От этой мысли даже дыхание перехватило…
…Пришли они с Ванюшкой в отряд поздно ночью. На подходе к лагерю их остановил Федор, Поначалу обрадовался приходу Ксюши, а приглядевшись, спросил:
– Кто это с тобой?
– Ваня… Иван Рогачев. Он со мной…
– Ксюха, я должен проводить вас до Вавилы. Не серчай.
Пока шли до лагеря, Федор молчал. Только когда их окликали в темноте, он отвечал «свои» и шел молча дальше.
– Вот што, Ксюха, не след будить Вавилу – допоздна рядили и судили: где тебя искать, да кого на выручку посылать, Утресь поговорим, – и ушел в темноту.
Ксюша неслышно скользнула с постели.
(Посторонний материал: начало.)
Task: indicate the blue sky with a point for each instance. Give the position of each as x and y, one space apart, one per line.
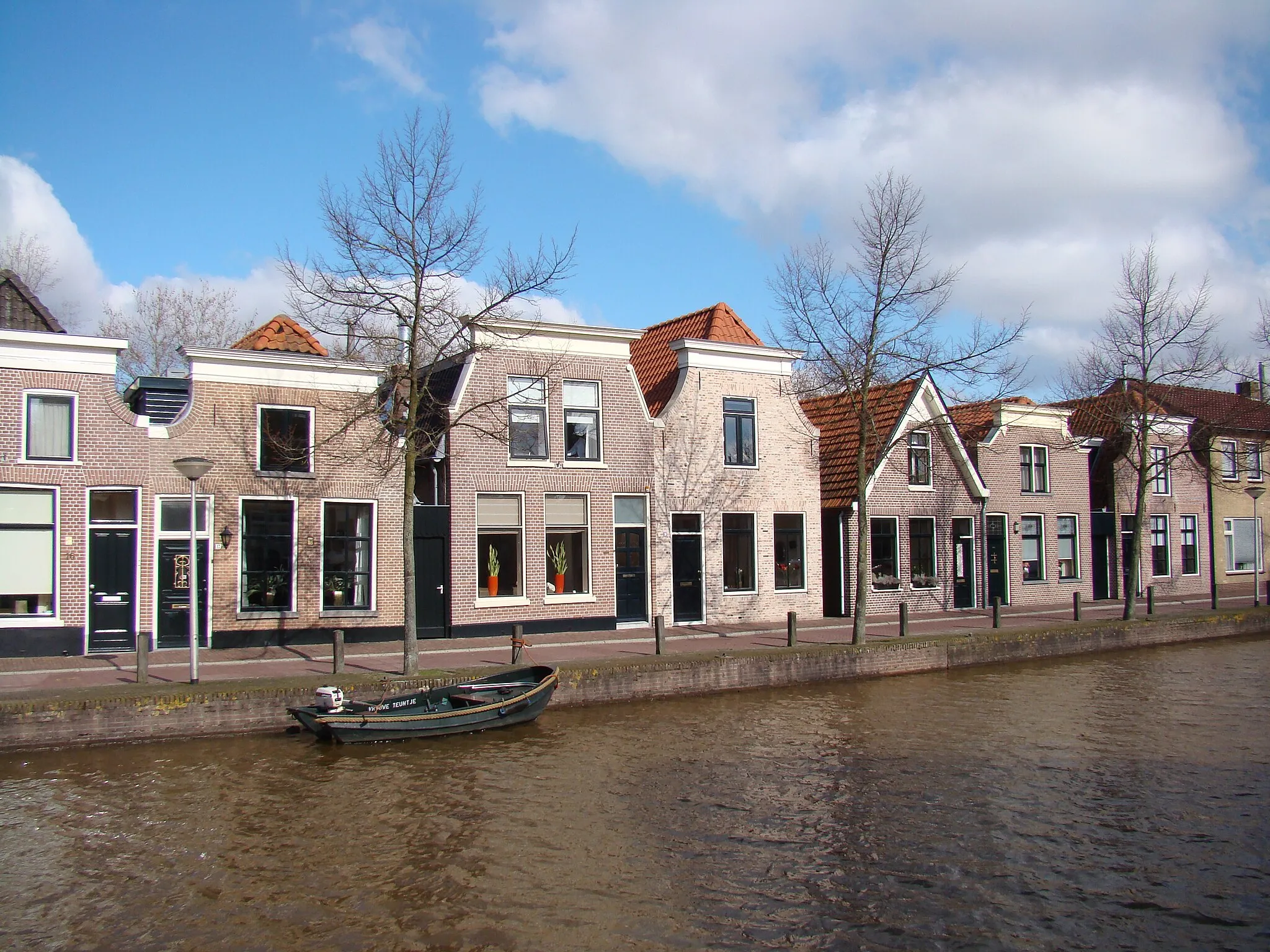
689 143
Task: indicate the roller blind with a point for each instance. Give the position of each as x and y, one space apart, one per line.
566 511
498 511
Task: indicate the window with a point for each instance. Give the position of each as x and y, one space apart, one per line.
527 418
1191 545
738 552
788 545
267 545
884 549
1068 566
1160 546
1160 471
286 439
1034 558
921 552
498 546
50 427
738 432
918 459
346 555
1034 462
1242 552
580 420
1230 460
27 552
568 541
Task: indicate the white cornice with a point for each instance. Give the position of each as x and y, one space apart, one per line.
68 353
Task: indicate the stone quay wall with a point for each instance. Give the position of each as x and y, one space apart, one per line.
148 714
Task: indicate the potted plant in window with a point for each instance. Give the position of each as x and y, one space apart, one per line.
561 560
492 568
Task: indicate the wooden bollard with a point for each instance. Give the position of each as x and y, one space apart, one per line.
143 659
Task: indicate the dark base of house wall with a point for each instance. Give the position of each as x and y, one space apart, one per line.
41 643
535 626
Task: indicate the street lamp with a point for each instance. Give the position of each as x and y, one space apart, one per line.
1256 493
193 469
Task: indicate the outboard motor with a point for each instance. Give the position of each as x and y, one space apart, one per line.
331 700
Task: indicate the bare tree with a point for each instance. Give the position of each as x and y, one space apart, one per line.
163 318
398 288
877 320
31 259
1153 337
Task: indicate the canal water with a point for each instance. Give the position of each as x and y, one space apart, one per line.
1117 801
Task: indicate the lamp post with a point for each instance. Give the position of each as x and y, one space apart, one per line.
193 469
1256 493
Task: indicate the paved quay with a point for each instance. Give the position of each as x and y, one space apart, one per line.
43 676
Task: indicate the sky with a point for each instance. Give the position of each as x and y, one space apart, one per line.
689 144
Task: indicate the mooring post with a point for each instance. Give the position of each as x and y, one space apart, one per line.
143 659
337 651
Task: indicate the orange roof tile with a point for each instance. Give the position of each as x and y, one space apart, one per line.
840 436
282 333
655 363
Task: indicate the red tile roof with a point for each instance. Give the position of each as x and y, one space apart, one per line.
657 364
840 436
282 333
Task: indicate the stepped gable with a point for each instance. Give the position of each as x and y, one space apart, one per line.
840 436
20 309
282 333
657 364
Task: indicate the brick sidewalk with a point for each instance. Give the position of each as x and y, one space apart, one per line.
19 674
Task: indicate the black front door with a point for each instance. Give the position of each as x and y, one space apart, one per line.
174 593
112 588
686 576
997 582
963 563
631 574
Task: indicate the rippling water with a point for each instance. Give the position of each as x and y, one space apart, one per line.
1110 803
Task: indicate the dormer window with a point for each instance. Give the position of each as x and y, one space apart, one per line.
918 459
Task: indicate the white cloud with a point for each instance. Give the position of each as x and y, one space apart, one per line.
1048 138
390 50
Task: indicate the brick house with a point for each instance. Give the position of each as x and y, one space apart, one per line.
925 498
1037 526
735 535
1175 535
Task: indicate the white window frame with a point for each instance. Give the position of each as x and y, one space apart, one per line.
569 462
55 620
295 560
753 542
259 433
572 597
375 560
1076 549
500 601
25 414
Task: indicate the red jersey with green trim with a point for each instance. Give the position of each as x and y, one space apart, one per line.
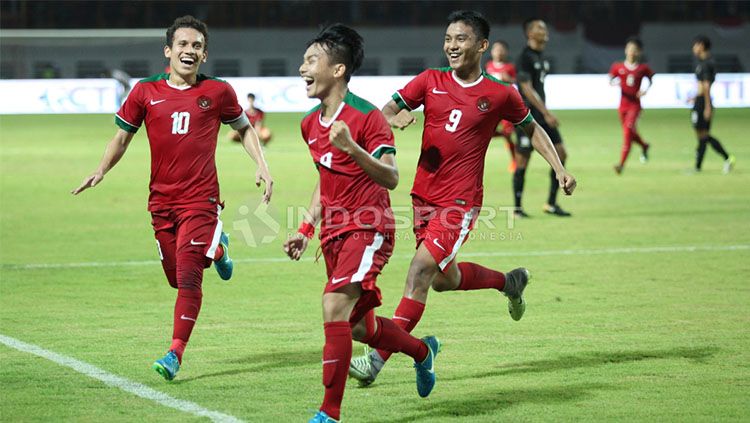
351 200
630 77
459 121
182 125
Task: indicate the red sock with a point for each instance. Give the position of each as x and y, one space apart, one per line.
186 310
474 276
391 337
337 354
407 316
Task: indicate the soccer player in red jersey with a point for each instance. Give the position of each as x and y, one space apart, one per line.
462 107
629 75
506 72
182 112
352 147
256 117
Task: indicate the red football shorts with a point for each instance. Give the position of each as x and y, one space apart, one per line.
358 257
442 230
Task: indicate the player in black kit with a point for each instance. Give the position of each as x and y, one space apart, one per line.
532 69
702 112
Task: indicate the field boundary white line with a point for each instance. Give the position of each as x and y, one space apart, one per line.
539 253
119 382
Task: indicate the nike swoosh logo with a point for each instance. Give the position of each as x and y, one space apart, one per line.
436 242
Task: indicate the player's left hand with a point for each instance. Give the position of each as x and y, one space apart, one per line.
340 137
567 182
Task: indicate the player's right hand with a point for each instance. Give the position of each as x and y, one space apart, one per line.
295 246
403 119
89 182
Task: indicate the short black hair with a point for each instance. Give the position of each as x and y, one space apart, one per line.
704 40
635 40
187 21
474 19
343 45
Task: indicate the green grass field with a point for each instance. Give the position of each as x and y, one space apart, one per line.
638 310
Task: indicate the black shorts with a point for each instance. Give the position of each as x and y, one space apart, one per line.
523 143
696 115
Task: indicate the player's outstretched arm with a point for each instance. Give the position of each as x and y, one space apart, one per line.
397 117
112 154
252 145
541 142
297 243
383 171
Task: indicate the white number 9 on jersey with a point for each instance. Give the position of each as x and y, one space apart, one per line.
453 120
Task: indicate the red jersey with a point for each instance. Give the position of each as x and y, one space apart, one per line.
498 70
351 200
459 122
630 81
256 116
182 126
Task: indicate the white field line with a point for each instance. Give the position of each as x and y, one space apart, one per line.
118 382
538 253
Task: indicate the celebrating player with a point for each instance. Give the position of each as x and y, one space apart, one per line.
629 75
256 118
182 111
533 67
352 147
462 109
506 72
703 110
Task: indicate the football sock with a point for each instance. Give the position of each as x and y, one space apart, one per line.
406 316
186 310
337 353
519 177
700 152
718 147
391 337
474 276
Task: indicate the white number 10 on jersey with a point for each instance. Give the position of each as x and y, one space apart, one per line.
180 122
453 120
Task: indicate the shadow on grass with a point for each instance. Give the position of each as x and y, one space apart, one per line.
261 362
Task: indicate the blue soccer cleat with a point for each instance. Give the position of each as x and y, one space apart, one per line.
426 369
224 265
167 366
322 417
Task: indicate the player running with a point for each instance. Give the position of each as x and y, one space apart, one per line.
462 108
705 72
352 147
505 71
629 75
257 120
182 112
533 67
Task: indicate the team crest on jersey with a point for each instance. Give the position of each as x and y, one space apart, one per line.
204 102
483 104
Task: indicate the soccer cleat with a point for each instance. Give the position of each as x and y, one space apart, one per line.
728 165
361 369
426 369
515 282
322 417
556 210
167 366
224 265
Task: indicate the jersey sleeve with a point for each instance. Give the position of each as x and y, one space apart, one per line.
133 110
412 95
378 137
231 111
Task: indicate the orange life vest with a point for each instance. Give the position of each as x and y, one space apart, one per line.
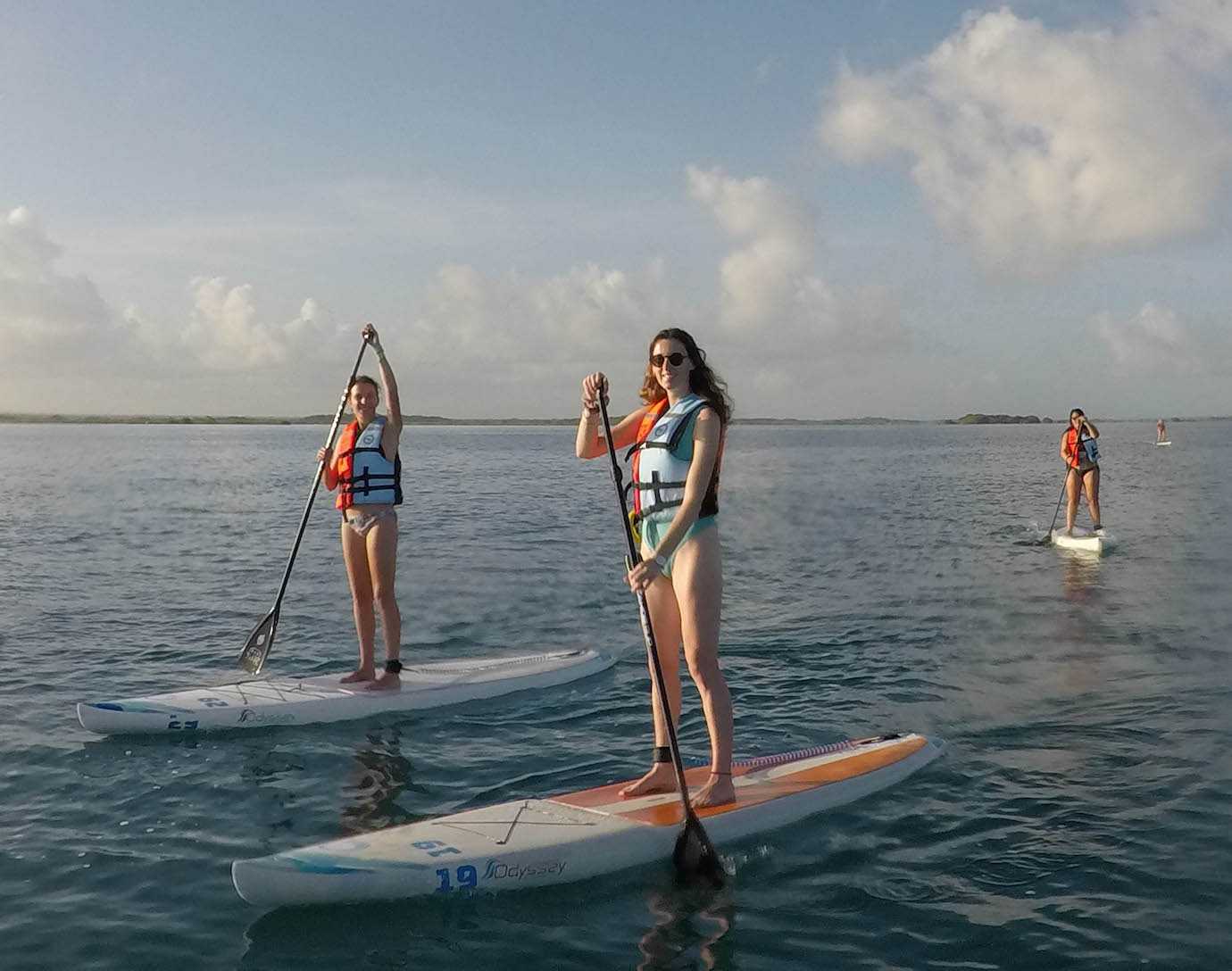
365 476
1089 450
667 494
Заботливо прикрыла Ванюшку шинелью.
– Желанный мой, у бога выпрошенный, живинушка ты моя ненаглядная,- шептали губы, а непослушные пальцы тянули на плечи сползшие рукава холщовой рубахи, завязывали тесемки у ворота. Ксюша надела кофту, сарафан, ичиги и выскользнула на улицу.
Утро как бы не сменяло ночь, а подкрадывалось к ней, сторожко, как крадется терпеливая кошка к разнежившейся синице. Вначале чуть посветлела полоска неба на юго-востоке. Затем начала розоветь. Зарозовели вершина Каратау и нижние кромки обрывков туч, что толпой теснились у горизонта. Там, наверху, уже все пылало, а в долине еще полумрак. Серые струйки тумана лениво пробирались между стволами деревьев. За ними тянулись тонкие синеватые нити рассвета. Скрипнул в последний раз коростель, и умолк. На самой макушке высокого кедра закричала кедровка. Из прибрежных кустов радостной песней ей ответила крошка-тиньковка.
Начинался день.
– Дивно-то как! – Ксюша оглянулась. И вздрогнула, и обрадовалась одновременно. «Это хорошо, што она первая…» На тропинке стояла Вера. Щеки ее разрумянились, – видно умылась только что. Она с радостью смотрела на Ксюшу.
– Пришла? Когда? – обняла, закружила. – Ксюша, родная, как хорошо, что ты вернулась…
Ксюша чуть отстранилась от подруги.
– Пойдем на речку, мне рассказать тебе нужно… А где Вавила?
И не дожидаясь ответа, быстро пошла к Ральджерасу.
– Вера! Со мой Ваня пришел. Мой Ваня! Поняла?
– Как же это случилось?…
– Из-под венца увела…
И Ксюша торопливо, волнуясь и заново переживая случившееся, рассказала все, что произошло с ней в Рогачево. Вера не перебивала. Когда Ксюша кончила, она продолжала молчать. Молчание становилась невыносимым для Ксюши.
– Вера, да ты меня слушаешь аль нет?
– Да, да, я все поняла. Я поняла все! Он просил свидания со мной…
Вера глядела куда-то вдаль, не замечая, как оживали в лучах раннего солнца каждый кустик, каждая ложбинка, как тинькали синицы, радуясь теплому утру.
Нежность, что годами копилась в душе, гнала слова, и Вере было тепло-тепло и необычно уютно. Эту землю, это чистое небо она не променяет ни на какие дворцы.
Ксюша смотрела на подругу и не могла наглядеться. Красива была сейчас Вера. Особенно ее большие голубые глаза. Они были чуть грустные и в то же время светились радостью.
– Ксюша, ты пойдешь со мной туда… к скале, где будет ждать Валерий? Пойдешь? Спасибо тебе, дорогая!
Вавила был необычно суров. Разговаривали втроем. Вера и Ксюша сидели с опущенными головами.